La devota Anna Maria (Maria Hofstätter) vive una quotidianità alienante tra la frequentazione di gruppi religiosi, il tentativo di spingere il prossimo alla preghiera e i turbamenti di una sessualità castrata dalla propria vocazione. L'arrivo dell'ex marito paralitico Nabil (Nabil Saleh) e un rapporto sempre più morboso con la fede faranno precipitare gli eventi.

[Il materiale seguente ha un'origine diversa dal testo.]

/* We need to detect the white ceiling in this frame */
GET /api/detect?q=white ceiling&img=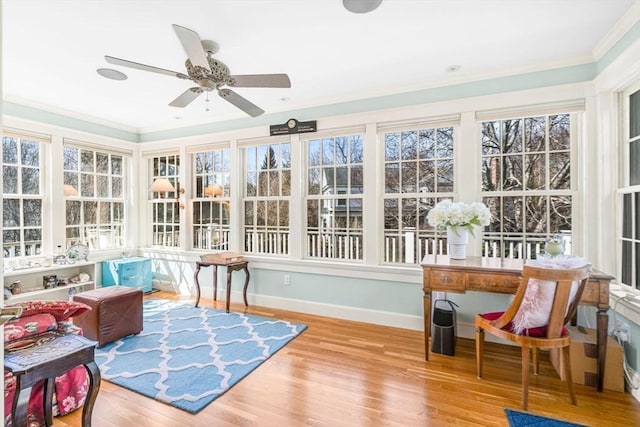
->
[1,0,640,132]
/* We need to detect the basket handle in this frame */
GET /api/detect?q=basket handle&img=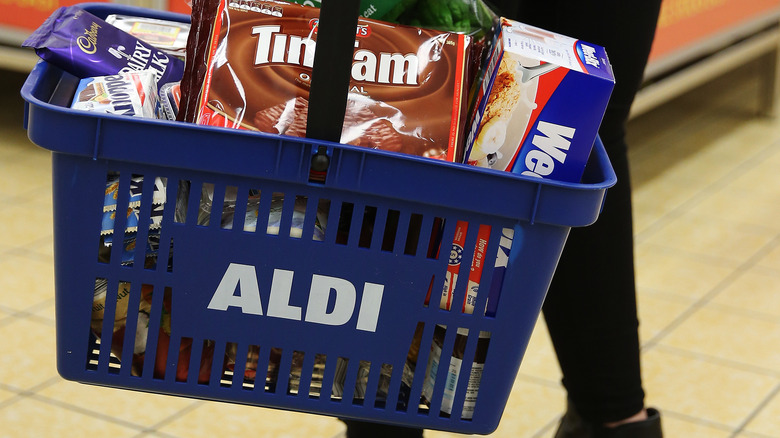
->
[306,0,360,142]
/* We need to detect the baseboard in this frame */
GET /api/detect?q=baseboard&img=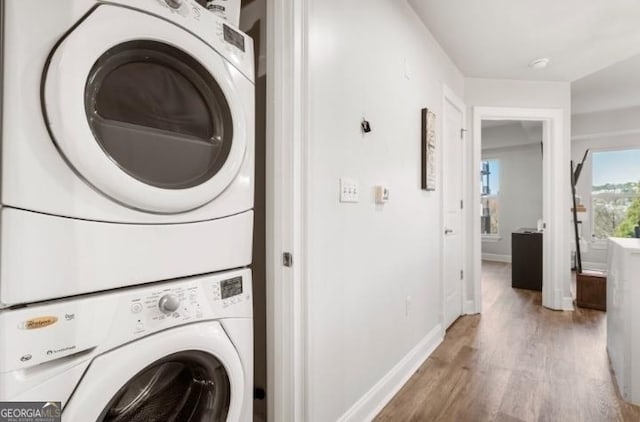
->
[562,296,575,311]
[338,324,442,422]
[482,253,511,264]
[464,300,478,315]
[582,261,607,271]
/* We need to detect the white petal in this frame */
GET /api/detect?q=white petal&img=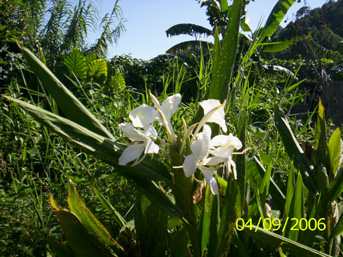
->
[144,126,158,138]
[119,123,146,142]
[144,140,160,154]
[191,125,211,160]
[199,99,227,132]
[118,144,145,166]
[161,94,181,120]
[200,167,219,195]
[210,134,242,158]
[202,156,227,166]
[129,104,156,128]
[182,154,197,177]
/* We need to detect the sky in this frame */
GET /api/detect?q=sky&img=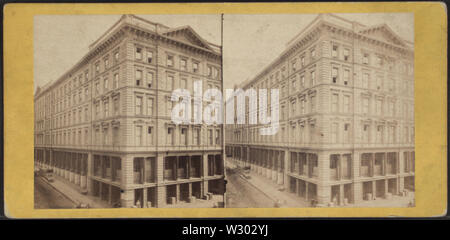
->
[34,13,414,92]
[34,15,222,90]
[223,13,414,88]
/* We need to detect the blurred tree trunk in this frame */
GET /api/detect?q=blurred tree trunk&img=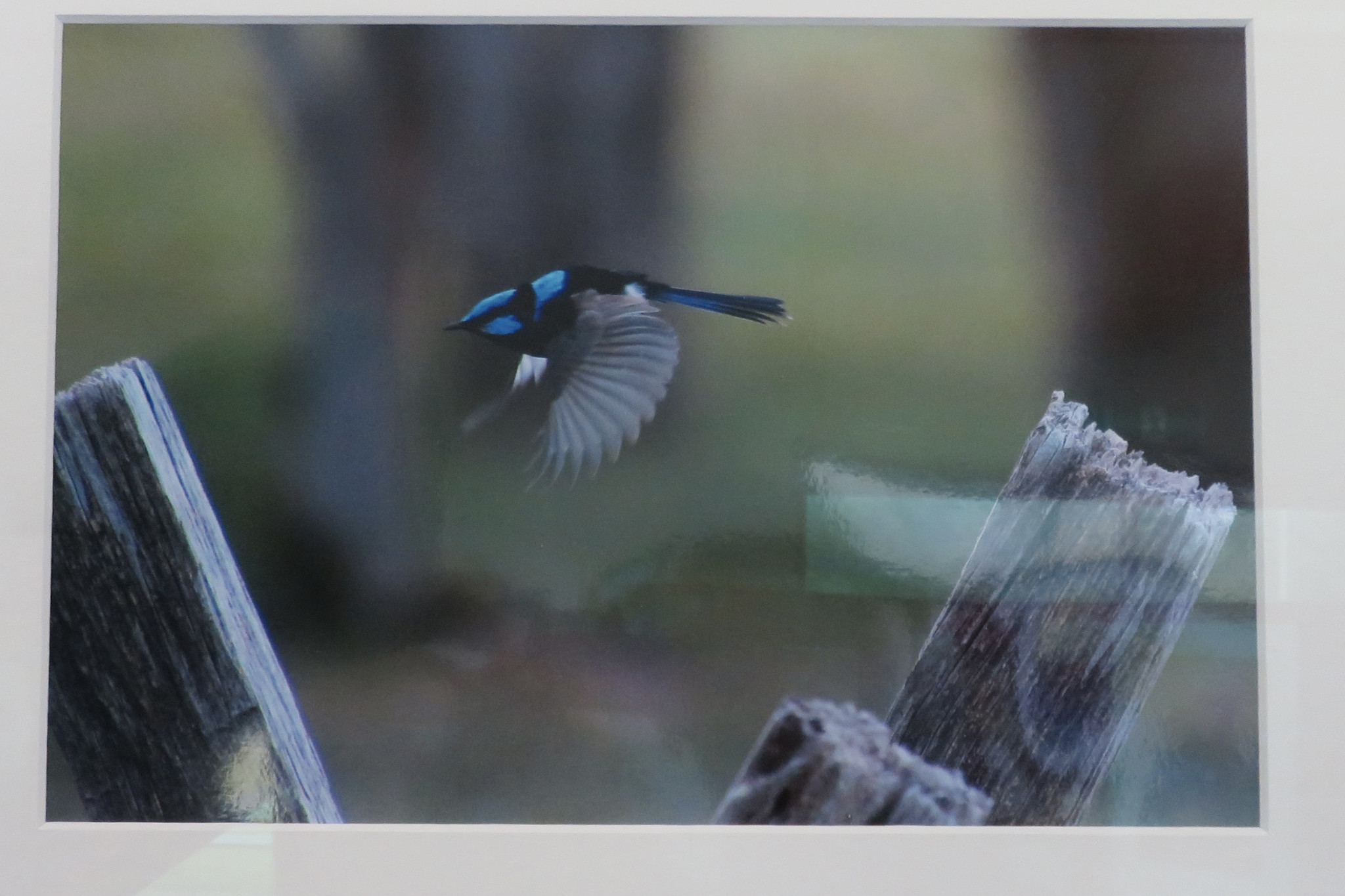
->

Secondo capitolo della cosiddetta trilogia Paradise (preceduto da Paradise: Love del 2012 e seguito da Paradise: Hope, 2013), in cui l'austriaco Ulrich Seidl (anche sceneggiatore con Veronika Franz) dà sfogo a una narcisistica vena provocatoria, mettendo in scena il dissidio interiore di una protagonista perseguitata dalle proprie insanabili contraddizioni. Ossessioni (il fanatismo religioso), compulsioni (la discussa e discutibile sequenza del crocefisso usato in maniera non proprio convenzionale) e uno stile votato al documentarismo, in cui la macchina da presa statica e le inquadrature fisse e geometriche dovrebbero veicolare una metafora sociale e psicologica, enfatizzando lo straniamento: ambizioni che falliscono miseramente per un'opera presuntuosa e incoerente, destinata a precipitare nel grottesco e nel ridicolo involontario. Esecrabile. Premio speciale della giuria alla Mostra del Cinema di Venezia.